DICKINSON, N.D.-Work on the Theodore Roosevelt Presidential Library in Dickinson must start by the end of the year or risk losing funding and the president of the university where it's located said it will be done and also that he's in favor of the splitting up of the library and a museum in Medora as it's "the best of two worlds."
The Theodore Roosevelt Presidential Library Foundation made the decision on the two sites at a meeting last month in Minneapolis.
It's been a lot of time and talk, but now that the decision has been made and plans are underway to start building the library, Dickinson State University's President Thomas Mitzel spoke about the vision for the library and how it will affect the university.
"One of the most important factors that we left the board meeting in Minneapolis with was that we were going forward as one project and two different sites. It's not that uncharacteristic," Mitzel said. "The Gerald Ford Presidential Library has two different sites ... the intellectual piece and the museum piece."
For about a year, Dickinson had been the only proposed home for the library and museum. However, recent changes in the Foundation's board sparked discussion about incorporating a historic Medora location into the project's plans.
Now the project is even larger than originally planned, with a price tag speculated at close to $150 million, and a library that needs to be built as soon as possible.

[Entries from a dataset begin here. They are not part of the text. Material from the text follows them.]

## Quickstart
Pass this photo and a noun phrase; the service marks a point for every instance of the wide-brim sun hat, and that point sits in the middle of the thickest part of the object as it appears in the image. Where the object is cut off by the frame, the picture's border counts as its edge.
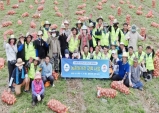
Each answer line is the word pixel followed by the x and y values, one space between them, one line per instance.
pixel 19 62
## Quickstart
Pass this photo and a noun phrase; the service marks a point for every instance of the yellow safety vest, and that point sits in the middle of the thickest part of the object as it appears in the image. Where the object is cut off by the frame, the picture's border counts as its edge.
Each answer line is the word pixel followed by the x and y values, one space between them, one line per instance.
pixel 73 44
pixel 106 56
pixel 105 39
pixel 96 57
pixel 45 34
pixel 114 34
pixel 123 38
pixel 32 71
pixel 86 57
pixel 149 62
pixel 131 58
pixel 141 57
pixel 29 51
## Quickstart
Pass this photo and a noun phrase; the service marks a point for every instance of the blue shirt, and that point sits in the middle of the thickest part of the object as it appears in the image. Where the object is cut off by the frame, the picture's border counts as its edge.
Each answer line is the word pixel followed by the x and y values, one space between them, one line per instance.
pixel 123 68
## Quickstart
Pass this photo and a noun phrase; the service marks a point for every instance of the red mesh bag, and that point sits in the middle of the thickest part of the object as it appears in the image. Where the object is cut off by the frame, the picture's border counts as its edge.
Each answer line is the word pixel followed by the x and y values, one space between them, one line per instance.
pixel 120 87
pixel 8 98
pixel 57 106
pixel 2 62
pixel 156 64
pixel 106 92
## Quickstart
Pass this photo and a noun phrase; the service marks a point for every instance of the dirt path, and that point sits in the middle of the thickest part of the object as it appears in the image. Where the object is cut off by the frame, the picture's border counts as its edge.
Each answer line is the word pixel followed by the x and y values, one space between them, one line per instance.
pixel 75 96
pixel 149 103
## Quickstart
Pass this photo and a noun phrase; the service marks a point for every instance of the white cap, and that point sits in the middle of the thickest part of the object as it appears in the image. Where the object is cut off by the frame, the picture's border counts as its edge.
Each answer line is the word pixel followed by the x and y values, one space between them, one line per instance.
pixel 84 27
pixel 40 32
pixel 66 22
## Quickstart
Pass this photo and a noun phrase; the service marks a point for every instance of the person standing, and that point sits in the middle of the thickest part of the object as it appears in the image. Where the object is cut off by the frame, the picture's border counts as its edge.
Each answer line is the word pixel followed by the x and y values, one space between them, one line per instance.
pixel 124 69
pixel 11 53
pixel 21 51
pixel 47 71
pixel 40 46
pixel 133 37
pixel 63 40
pixel 67 30
pixel 84 37
pixel 19 78
pixel 135 71
pixel 37 89
pixel 73 41
pixel 54 50
pixel 45 30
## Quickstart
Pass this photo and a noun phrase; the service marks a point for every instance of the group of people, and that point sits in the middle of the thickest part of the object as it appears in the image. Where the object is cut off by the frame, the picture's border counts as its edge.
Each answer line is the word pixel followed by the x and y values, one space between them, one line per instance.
pixel 31 63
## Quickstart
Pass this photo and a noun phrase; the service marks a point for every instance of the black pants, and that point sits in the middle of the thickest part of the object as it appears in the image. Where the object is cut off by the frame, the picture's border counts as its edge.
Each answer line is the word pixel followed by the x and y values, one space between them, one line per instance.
pixel 10 69
pixel 34 97
pixel 118 78
pixel 50 78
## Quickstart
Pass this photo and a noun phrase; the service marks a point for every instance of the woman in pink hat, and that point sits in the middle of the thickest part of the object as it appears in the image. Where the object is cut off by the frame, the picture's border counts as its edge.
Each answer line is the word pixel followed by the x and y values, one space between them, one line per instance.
pixel 37 89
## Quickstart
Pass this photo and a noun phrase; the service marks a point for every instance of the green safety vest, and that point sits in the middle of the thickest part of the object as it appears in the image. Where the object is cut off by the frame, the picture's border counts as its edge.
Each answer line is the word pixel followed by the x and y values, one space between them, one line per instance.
pixel 114 34
pixel 32 71
pixel 106 57
pixel 29 51
pixel 45 34
pixel 93 38
pixel 141 57
pixel 73 44
pixel 97 57
pixel 149 62
pixel 86 57
pixel 105 39
pixel 98 36
pixel 123 39
pixel 131 58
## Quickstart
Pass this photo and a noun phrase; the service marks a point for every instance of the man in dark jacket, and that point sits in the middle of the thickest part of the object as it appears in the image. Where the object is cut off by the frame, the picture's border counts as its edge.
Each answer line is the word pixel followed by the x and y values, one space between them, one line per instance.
pixel 21 51
pixel 40 46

Materials put out by the Foundation prior to their meeting in March suggested that the library would be a 24,000-square-foot facility featuring an auditorium, office space and a timeline that would see construction beginning by November of 2018 and concluding in November 2019.
"I think the time was worth it (on making a decision on the two sites). It does put us in a bit of a crink, we do have to be vertical by the end of 2018 and I have no angst that we will meet that," said Mitzel, who noted that the building committee has been meeting already trying to get the ball rolling.
"I think we really get the best of both worlds, it's two buildings, one project," he said.
Mitzel said that they don't have any design plans to show at the moment, but that due to the library's purpose as an intellectual and learning center, it won't be too complicated or difficult to build.
Mitzel was hesitant to give too many specifics about the library's interactive elements, but said there will be some.
"I don't want to speak for everybody on the committee ... but I would assume that yes, we would have interactive areas where people can go in and read about the workings of Theodore Roosevelt," Mitzel said. "We may have areas for exhibits ... that we can switch out every few months or so, to keep it vibrant."
It will be important, Mitzel said, that the two buildings link to each other in meaningful ways to capture dual aspects of Roosevelt's character- his love of the outdoors and his intellectual gigantism.
"We want to create an experience that ties the two of them together very closely, so that ... you'll want to see both," Mitzel said. "If you're more an outdoors, hiking person you may start in Medora ... if you are more the intellectual type you may start here and then wander your way to Medora, but we really do hope it becomes one entity in people's minds."
While the library will now be hosted on DSU land, it is not a DSU-owned building-and while Mitzel stressed that point, he said that they still intend for students to use the facility.
"We've discussed this to a great extent, it is first and foremost a presidential library. It is not a DSU building, it is a presidential library," Mitzel said. "With that, however, to have an international digital archive on campus and not to take advantage of that, we would be remiss. We'd be letting our students down. My dream is to have our students doing actual research in the presidential papers research project in some manner."
"The feedback I've gotten ... has been quite positive. I think for the community to understand that this building, with its intellectual slant, is going to reach out to education at every level, beginning K-12 and beyond and before," Mitzel said. "That we're really here to make the community ... a large part of what we're doing, it's not just going to be an isolated building."
Mitzel said he encounters many who assume that the popular Roosevelt, who was both a statesman and explorer, already had his own library. But he doesn't-and to build it in North Dakota means something, Mitzel said.
"For us to have that chance to build that monument for our 26th president here in North Dakota, where in his own words had it not been for his years in North Dakota he would not have become president, I think that's good for everybody," Mitzel said. "Having the intellectual portion of it centered on the DSU campus gives everybody an opportunity to do so much."